Best for: developers who want API access without infrastructure overhead.
OpenRouter
Nemotron 3 Ultra is available on OpenRouter's multi-model API. If you are already using OpenRouter for model routing, add Nemotron 3 Ultra as an option by selecting it from the model dropdown at openrouter.ai. OpenRouter pricing for Ultra has not been confirmed at time of writing - check openrouter.ai/models for current rates.
Best for: teams already on OpenRouter who want to route specific tasks to Ultra.
ModelScope
Available on ModelScope at modelscope.cn - same weights as the Hugging Face release. Preferred by developers in Asia-Pacific who use ModelScope as their primary model repository.
Best for: Asia-Pacific developers preferring ModelScope infrastructure.

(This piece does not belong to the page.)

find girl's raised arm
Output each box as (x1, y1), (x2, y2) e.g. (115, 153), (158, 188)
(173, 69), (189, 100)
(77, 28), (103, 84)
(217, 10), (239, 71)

Hardware Requirements - What You Actually Need to Run It
| Setup |
Can Run Ultra? |
Notes |
| Consumer PC (RTX 4090 / 5090) |
No |
Insufficient VRAM even at 4-bit quantization for 550B |
| Mac Studio / Mac Pro (M3/M4 Ultra) |
No |
Unified memory insufficient; CUDA not supported |
| 8x A100 80GB server |
Marginal |
Possible at aggressive quantization; throughput will be limited |
| 8x H100 80GB server |
Yes |
Comfortable at FP8; production-grade throughput achievable |
| NVIDIA DGX H100 / H200 |
Yes |
Optimal; native NVLink bandwidth enables full-speed inference |
| HP DGX Station (GB300 Grace Blackwell Ultra) |
August 2026 |
775GB coherent unified memory; deskside on-premises deployment |
The hardware picture changes significantly in August 2026 when HP ships the DGX Station for Windows - NVIDIA's new deskside workstation running the GB300 Grace Blackwell Ultra superchip with 775GB of coherent unified memory. That is enough to run Nemotron 3 Ultra at production-grade throughput locally, without cloud dependency. Asus, Dell, Supermicro, MSI, and Gigabyte have Q4 2026 DGX Station releases planned. RTX Spark laptops (the Surface Laptop Ultra and others) arrive in fall 2026 with enough unified memory to run the Nano and Super tiers locally but not Ultra.
What Nemotron 3 Ultra Is Good For - and Where It Falls Short
Ultra is designed specifically for agentic AI workloads - tasks that require planning, multi-step execution, and tool use across long sessions. NVIDIA benchmarked it on scenarios like autonomous code review pipelines, multi-document research summarization, and complex data transformation workflows. The 300+ tokens per second throughput matters here: when an agent is running multiple steps in sequence, latency compounds. At 3-6x the output speed of comparable Chinese open models, Ultra can complete agentic tasks faster than Kimi K2.6 or DeepSeek V4 Pro despite trailing them on raw intelligence scores.
Where Ultra falls short: the raw intelligence gap with Chinese open models (Intelligence Index 48 vs Kimi K2.6's 54, DeepSeek V4 Pro above that) is real. For tasks that require maximum reasoning depth - hard mathematics, competitive programming problems, complex multi-hop research - the Chinese open leaders still outperform. For enterprise teams that need US-jurisdiction open-weights infrastructure, or teams where inference speed and cost matter more than maximum reasoning depth, Ultra is the right choice today.
Frequently Asked Questions
Is Nemotron 3 Ultra free to use?
The weights on Hugging Face are free to download under NVIDIA's open model license. Running them requires your own GPU infrastructure, which is not free. API access via NVIDIA NIM and OpenRouter is paid on a per-token basis - pricing was not confirmed at time of writing. Check build.nvidia.com and openrouter.ai/models for current rates.
Can I fine-tune Nemotron 3 Ultra?
Yes - open weights means you can fine-tune. NVIDIA published training recipes alongside the weights. Fine-tuning a 550B parameter model requires significant GPU infrastructure and is not practical for most teams without access to a DGX cluster or equivalent. LoRA and QLoRA fine-tuning on the 55B active-parameter MoE architecture is more tractable than full fine-tuning - check the NVIDIA-NeMo GitHub repository for fine-tuning recipes and examples.
How does the Nemotron 3 license differ from Meta Llama or Mistral?
NVIDIA's open model license is more permissive than Meta's Llama license for most commercial use cases. Check the license file on the Hugging Face model card for the exact terms - as with all open-weight models, commercial use restrictions vary and should be verified before production deployment.